The Away Dinner

A guest’s report

By
Richard Cooksey

The Away Dinner weekend has become a regular feature in my walking calendar and each year I’ve joined a group of friends (members and non-members) on the road to Lake Windermere. The weekend suits all tastes, being located close to a variety of challenging and easier walks and excursions, plus a very comfortable hotel - for the second year, Briery Wood Country House. As a guest of the club, I’ve always been made very welcome and the weekend is a great introduction to the club.

Andrew Mitchell was our driver for the weekend and we arrived in Lakeland with plenty of time for a short lakeside afternoon walk with views over the distant peaks, whetting our appetite for the walks ahead. We also had time to visit the Lake District Visitor Centre at Brockhole and also White Cross Bay, where some thirty five Sunderland Flying Boats were built during World War II.

Saturday’s walk was led by Richard Cooksey and took us to Troutbeck, via “Gregg’s” at Ambleside to stock up on supplies. Our walk began near Troutbeck church, unusually named “Jesus Church” - if you are in the area, do call in and view the noted stained glass, which includes a large east window, for such a small building.

The walk included two Wainwrights, Sallows (516m) and Sour Howes (483m) – these are apparently little known beyond Wainwright collectors, but were included in Wainwright’s Far Eastern Fells book. Once you the reach top, you can see why, and we admired the 360-degree vista – research later verified that we might have been viewing to the west, Wansfell Pike, to the north, the Yoke, Ill Bell, Froswick and to the north-east, Kentmere Pike.

Following Saturday evening’s dinner of excellent food, drink and company, we were joined for the third year, by DJ Lee MacGregor from Blackpool, who was all too happy to play our musical requests, with music from the 60s to the present day.

After a busy Saturday on the fells and dance floor, we opted for a shorter walk on Sunday and the plan was to walk around Whitbarrow, but sadly a safe parking space wasn’t available, so we decided to save this hill for another time and headed for Arnside Knott (159m) instead. This is a small limestone fell perched on the coast and in fact, the lowest English Marilyn. There are still outstanding views though – to the Grange-over Sands estuary and railway (part of the Furness Line), the southern Lakeland fells and Morecambe Bay.

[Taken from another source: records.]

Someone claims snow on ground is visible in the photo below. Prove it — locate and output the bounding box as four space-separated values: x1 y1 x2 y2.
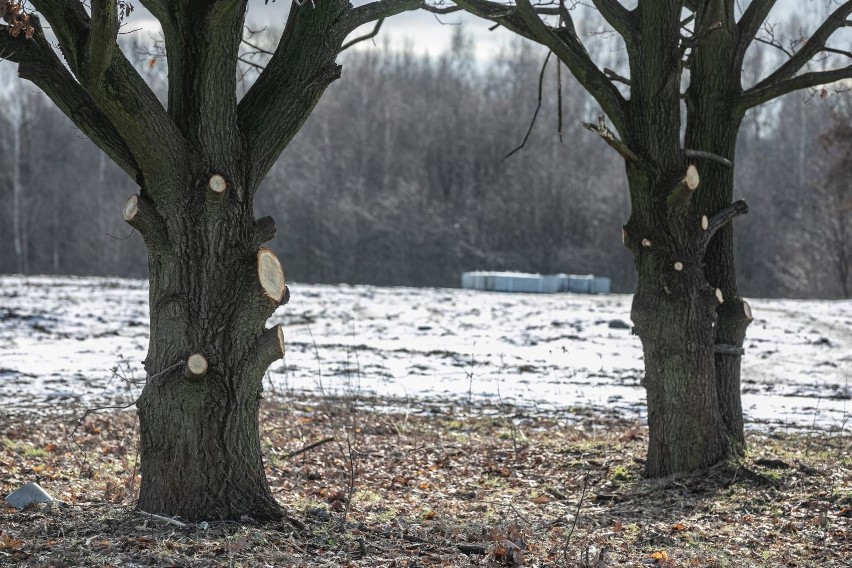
1 275 850 430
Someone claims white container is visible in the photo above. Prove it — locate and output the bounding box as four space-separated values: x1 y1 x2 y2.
460 271 610 294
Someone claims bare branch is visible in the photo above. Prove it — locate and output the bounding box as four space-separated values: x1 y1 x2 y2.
341 18 384 51
603 67 630 85
238 0 349 191
739 65 852 110
504 50 551 160
681 20 722 49
85 0 119 83
421 3 463 15
699 200 749 254
0 17 141 181
29 0 185 187
753 23 795 58
821 46 852 60
242 34 275 57
589 0 635 42
498 0 628 134
238 54 266 71
439 0 538 42
735 0 777 69
581 115 640 163
742 0 852 107
346 0 422 31
685 149 733 168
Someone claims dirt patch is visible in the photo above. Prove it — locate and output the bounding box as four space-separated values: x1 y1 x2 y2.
1 396 850 567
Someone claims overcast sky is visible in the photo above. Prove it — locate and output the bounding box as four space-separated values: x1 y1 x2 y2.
118 0 809 63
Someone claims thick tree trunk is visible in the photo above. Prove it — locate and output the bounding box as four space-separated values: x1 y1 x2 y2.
624 164 732 475
632 273 727 475
686 12 750 452
125 177 287 521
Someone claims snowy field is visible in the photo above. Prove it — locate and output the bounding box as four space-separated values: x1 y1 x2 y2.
0 275 850 431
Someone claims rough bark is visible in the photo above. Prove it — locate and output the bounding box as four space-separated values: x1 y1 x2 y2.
2 0 419 521
686 1 749 452
450 0 852 476
625 164 731 475
130 170 288 520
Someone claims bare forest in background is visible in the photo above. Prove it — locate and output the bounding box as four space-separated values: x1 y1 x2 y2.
1 28 850 298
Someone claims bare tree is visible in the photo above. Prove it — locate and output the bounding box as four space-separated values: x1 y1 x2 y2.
0 0 424 520
444 0 852 475
820 102 852 297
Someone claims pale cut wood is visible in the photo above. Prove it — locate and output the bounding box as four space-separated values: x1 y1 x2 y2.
667 166 700 208
123 194 139 221
185 353 208 381
121 194 169 252
715 288 724 304
673 261 683 271
622 227 627 245
684 164 699 191
743 300 753 321
208 174 227 194
257 248 286 303
701 215 709 230
641 238 652 247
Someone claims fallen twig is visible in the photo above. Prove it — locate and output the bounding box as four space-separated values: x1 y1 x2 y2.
136 510 188 528
284 437 335 460
565 474 590 553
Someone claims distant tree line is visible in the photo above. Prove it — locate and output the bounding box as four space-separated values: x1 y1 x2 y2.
0 29 849 298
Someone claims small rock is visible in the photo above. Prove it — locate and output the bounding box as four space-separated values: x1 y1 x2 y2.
608 319 631 330
5 482 54 509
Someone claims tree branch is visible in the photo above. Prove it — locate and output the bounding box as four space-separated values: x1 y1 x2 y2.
734 0 777 69
137 0 169 23
85 0 119 83
590 0 635 42
699 199 749 254
156 0 248 174
741 0 852 107
581 115 639 163
123 194 171 253
239 0 353 191
603 66 630 85
341 18 384 51
0 17 141 181
739 65 852 110
346 0 422 31
454 0 628 134
29 0 186 189
685 149 733 168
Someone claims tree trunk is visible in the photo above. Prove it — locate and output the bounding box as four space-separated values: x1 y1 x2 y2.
624 164 732 475
126 179 287 521
12 112 24 274
685 3 751 453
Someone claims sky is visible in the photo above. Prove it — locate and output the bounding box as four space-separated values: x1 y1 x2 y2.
117 0 806 63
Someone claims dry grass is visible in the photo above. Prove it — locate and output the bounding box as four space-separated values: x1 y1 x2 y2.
1 396 850 567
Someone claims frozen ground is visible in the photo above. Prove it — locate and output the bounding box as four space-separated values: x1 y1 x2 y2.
0 275 850 431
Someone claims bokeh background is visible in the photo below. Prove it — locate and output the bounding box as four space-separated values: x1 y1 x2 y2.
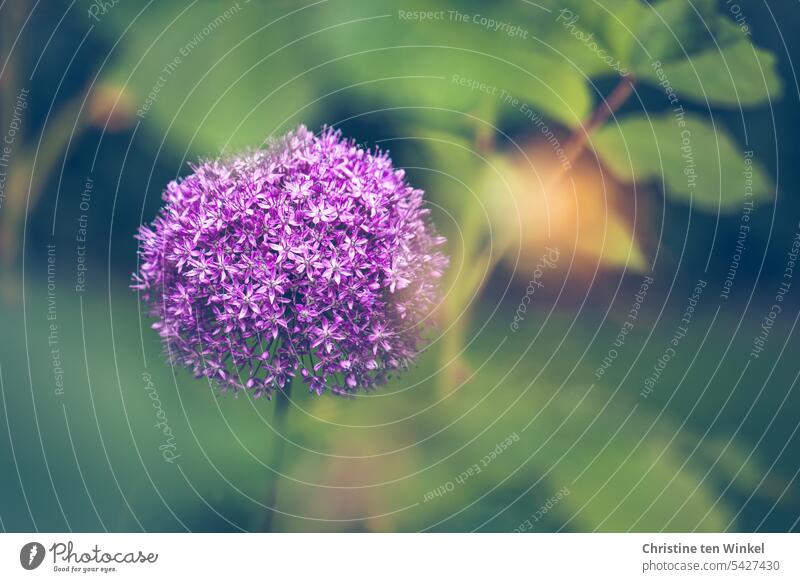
1 0 799 532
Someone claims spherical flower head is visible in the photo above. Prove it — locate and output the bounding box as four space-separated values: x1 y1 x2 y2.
133 126 448 399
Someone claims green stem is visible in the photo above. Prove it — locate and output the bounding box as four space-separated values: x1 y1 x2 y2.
437 78 635 394
261 381 292 532
565 75 636 159
437 199 513 395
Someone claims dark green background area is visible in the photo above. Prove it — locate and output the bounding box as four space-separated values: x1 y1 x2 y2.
2 278 799 531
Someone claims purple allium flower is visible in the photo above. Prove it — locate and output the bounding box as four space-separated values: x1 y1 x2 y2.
133 126 447 399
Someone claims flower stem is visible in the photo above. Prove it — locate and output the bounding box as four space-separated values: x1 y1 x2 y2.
261 382 292 532
546 75 636 190
566 76 636 159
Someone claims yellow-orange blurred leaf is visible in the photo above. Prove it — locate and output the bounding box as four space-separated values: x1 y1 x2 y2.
484 141 649 275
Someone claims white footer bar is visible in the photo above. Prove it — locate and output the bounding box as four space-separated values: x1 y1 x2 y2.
1 533 797 581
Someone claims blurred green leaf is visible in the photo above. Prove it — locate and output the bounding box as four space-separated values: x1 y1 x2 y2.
301 0 592 129
420 371 740 531
593 113 773 211
477 147 648 272
593 209 648 272
536 0 644 62
407 129 488 212
628 0 720 68
538 0 780 109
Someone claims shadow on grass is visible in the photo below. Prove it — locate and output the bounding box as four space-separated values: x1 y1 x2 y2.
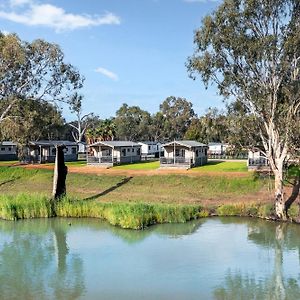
206 161 224 166
0 177 20 187
83 176 133 201
114 160 158 167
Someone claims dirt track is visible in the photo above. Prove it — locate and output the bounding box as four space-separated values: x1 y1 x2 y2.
22 164 252 178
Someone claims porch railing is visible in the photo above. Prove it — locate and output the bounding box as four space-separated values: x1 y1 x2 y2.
22 155 56 163
248 157 269 166
160 157 192 165
87 155 118 164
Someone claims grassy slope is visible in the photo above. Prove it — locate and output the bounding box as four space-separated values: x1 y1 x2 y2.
112 160 248 172
0 165 282 229
0 166 268 205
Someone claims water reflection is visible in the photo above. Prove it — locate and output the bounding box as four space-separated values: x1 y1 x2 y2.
0 218 203 299
0 219 85 300
214 220 300 300
0 217 300 299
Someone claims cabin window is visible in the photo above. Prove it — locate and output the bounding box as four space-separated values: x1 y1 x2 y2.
205 148 207 155
52 148 56 155
127 148 130 152
72 147 77 154
196 149 199 157
1 147 5 151
8 147 11 151
132 148 134 152
137 148 141 155
148 145 151 150
157 145 159 150
175 149 180 157
122 149 126 156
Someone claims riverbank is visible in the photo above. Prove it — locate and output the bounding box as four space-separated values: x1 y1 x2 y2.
0 194 298 229
0 164 289 228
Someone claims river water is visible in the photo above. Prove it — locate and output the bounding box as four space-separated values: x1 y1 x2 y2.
0 217 299 299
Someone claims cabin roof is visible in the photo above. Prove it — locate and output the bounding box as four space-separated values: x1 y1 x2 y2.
162 140 207 148
0 141 17 146
88 141 141 148
138 141 161 145
29 140 78 147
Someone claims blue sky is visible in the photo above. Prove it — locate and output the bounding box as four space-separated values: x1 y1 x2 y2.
0 0 224 120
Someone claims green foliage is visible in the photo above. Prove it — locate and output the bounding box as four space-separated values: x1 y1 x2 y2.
159 96 195 140
184 107 227 144
114 103 152 141
0 33 83 126
56 199 202 229
85 117 116 143
0 194 53 220
0 99 66 145
187 0 300 218
0 193 288 229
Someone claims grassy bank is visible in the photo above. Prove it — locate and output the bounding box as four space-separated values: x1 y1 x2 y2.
111 160 248 171
0 194 297 229
0 164 279 229
0 166 268 205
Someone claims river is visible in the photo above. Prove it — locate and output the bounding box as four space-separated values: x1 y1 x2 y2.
0 217 299 299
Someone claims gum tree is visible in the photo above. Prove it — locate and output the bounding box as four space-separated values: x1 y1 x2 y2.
187 0 300 220
0 32 84 200
68 93 92 143
0 32 83 123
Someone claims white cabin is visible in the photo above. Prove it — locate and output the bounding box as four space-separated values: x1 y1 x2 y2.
160 140 208 169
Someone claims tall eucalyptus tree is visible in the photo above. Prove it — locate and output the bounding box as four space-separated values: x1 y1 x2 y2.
187 0 300 219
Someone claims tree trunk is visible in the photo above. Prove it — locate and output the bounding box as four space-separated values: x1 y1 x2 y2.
52 145 68 200
273 164 300 220
273 224 286 299
285 174 300 219
274 169 287 220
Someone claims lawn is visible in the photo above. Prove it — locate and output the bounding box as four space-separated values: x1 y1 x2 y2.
113 160 160 170
112 160 248 172
192 161 248 172
0 160 19 166
0 165 278 229
0 165 268 206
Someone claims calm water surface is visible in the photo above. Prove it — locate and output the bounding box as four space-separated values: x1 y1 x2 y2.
0 217 299 299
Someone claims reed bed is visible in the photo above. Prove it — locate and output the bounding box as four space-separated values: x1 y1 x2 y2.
0 194 296 229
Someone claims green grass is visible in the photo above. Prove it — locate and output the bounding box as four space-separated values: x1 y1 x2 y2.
65 161 87 167
0 164 275 229
192 161 248 172
0 160 19 165
112 160 248 172
0 194 296 229
113 160 160 170
0 166 266 204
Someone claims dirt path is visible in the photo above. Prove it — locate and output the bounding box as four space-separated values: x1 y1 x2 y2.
22 163 251 177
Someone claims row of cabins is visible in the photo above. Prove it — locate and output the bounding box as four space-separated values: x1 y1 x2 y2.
0 140 269 170
87 140 208 169
0 140 79 163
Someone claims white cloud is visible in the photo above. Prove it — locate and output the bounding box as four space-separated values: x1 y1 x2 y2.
95 67 119 81
0 1 121 32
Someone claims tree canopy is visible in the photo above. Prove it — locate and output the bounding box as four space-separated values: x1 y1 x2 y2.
0 32 84 125
159 96 195 141
187 0 300 219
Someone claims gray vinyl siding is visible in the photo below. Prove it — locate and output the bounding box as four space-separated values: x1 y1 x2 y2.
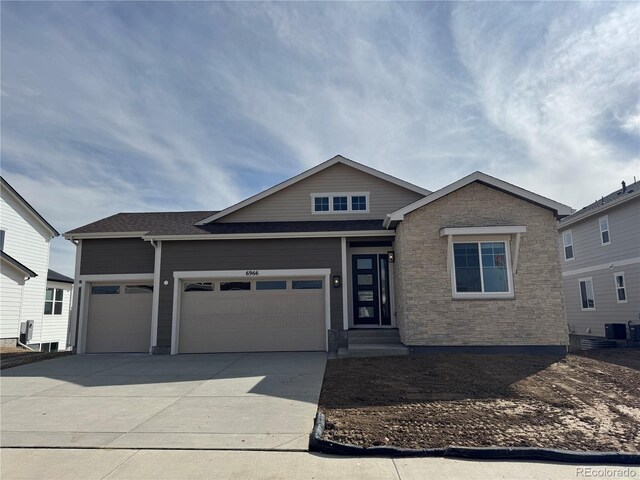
558 199 640 270
564 264 639 337
219 163 425 222
157 238 343 347
80 238 155 275
559 198 640 337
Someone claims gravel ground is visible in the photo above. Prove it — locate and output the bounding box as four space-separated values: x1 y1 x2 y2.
319 350 640 452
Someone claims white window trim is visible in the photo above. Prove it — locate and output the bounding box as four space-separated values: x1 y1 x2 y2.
44 287 63 316
599 215 611 246
614 271 628 304
579 277 596 311
310 192 370 214
562 230 574 261
450 236 514 299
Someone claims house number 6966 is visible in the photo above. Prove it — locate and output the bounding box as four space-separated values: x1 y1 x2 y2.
245 270 259 276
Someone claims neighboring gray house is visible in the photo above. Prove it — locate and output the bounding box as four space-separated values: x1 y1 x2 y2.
557 180 640 348
64 155 572 356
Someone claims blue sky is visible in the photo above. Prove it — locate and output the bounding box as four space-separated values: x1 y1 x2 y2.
2 2 639 276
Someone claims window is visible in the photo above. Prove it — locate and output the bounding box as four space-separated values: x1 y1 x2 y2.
220 281 251 291
125 285 153 294
599 216 610 245
314 196 329 212
562 230 574 261
292 279 323 289
91 285 120 295
452 241 511 296
312 192 369 214
184 282 213 292
44 288 64 315
0 229 5 250
614 273 627 303
333 196 348 211
579 278 595 310
256 280 287 290
351 196 367 211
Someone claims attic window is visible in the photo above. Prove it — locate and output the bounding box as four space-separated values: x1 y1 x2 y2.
312 192 369 214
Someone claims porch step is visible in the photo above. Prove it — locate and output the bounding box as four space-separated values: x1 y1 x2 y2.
348 329 401 345
339 343 409 358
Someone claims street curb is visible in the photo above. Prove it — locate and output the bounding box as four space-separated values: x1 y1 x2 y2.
309 412 640 464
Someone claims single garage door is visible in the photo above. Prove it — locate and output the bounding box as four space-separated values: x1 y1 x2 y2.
85 283 153 353
179 278 326 353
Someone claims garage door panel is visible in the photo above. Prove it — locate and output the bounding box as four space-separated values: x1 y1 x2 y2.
86 287 152 353
179 280 325 353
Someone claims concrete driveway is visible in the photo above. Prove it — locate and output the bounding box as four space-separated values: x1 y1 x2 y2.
0 352 326 450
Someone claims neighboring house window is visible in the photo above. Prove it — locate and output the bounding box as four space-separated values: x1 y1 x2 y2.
562 230 574 261
452 241 512 296
599 216 610 245
0 229 5 250
614 273 627 303
311 192 369 214
44 288 63 315
314 196 329 212
579 278 595 310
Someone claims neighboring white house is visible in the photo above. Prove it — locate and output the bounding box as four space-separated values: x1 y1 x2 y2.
44 269 74 351
0 176 67 351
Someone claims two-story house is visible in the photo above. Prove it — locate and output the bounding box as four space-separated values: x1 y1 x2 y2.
557 180 640 349
65 155 572 356
0 177 71 351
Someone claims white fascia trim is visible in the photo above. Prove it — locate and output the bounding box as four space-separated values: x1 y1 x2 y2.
1 184 59 238
144 230 393 241
150 241 162 351
64 231 148 240
170 268 332 355
562 256 640 277
78 273 154 282
439 226 527 236
387 171 573 224
195 155 430 225
173 268 330 280
558 191 640 229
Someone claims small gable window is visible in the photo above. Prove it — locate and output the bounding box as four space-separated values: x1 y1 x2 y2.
351 196 367 211
314 197 329 212
333 196 348 211
311 192 369 214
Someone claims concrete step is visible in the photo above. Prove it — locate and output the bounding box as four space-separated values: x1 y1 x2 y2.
340 343 409 358
348 328 400 338
348 335 401 344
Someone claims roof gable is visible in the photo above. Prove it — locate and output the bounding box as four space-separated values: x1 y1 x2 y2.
196 155 430 225
1 177 59 238
384 171 573 227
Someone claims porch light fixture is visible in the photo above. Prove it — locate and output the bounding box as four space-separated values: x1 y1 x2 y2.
387 251 395 263
332 275 341 288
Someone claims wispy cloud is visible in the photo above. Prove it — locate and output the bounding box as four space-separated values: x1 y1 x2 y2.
1 2 638 275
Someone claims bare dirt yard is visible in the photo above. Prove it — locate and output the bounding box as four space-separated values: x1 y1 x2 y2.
319 350 640 452
0 346 70 369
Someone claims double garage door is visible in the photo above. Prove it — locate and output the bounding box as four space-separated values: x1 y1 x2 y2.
84 277 326 354
178 277 326 353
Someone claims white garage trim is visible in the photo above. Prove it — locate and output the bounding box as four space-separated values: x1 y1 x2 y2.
76 273 154 354
149 241 162 352
170 268 331 355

Thank you to all for another memorable Away Dinner weekend and especially to Richard for his organisation. If you’ve not attended before, I’d recommend it, especially as the weather is invariably good!

Richard Cooksey: Thanks to everyone who attended and also the hotel staff and the DJ for making it such a memorable weekend again. Staying for the weekend gives you a chance to do walks you can't do on the coach and also take advantage of being able to make an early start. I am hoping to finalise the details and so we can hopefully return to the same hotel next year.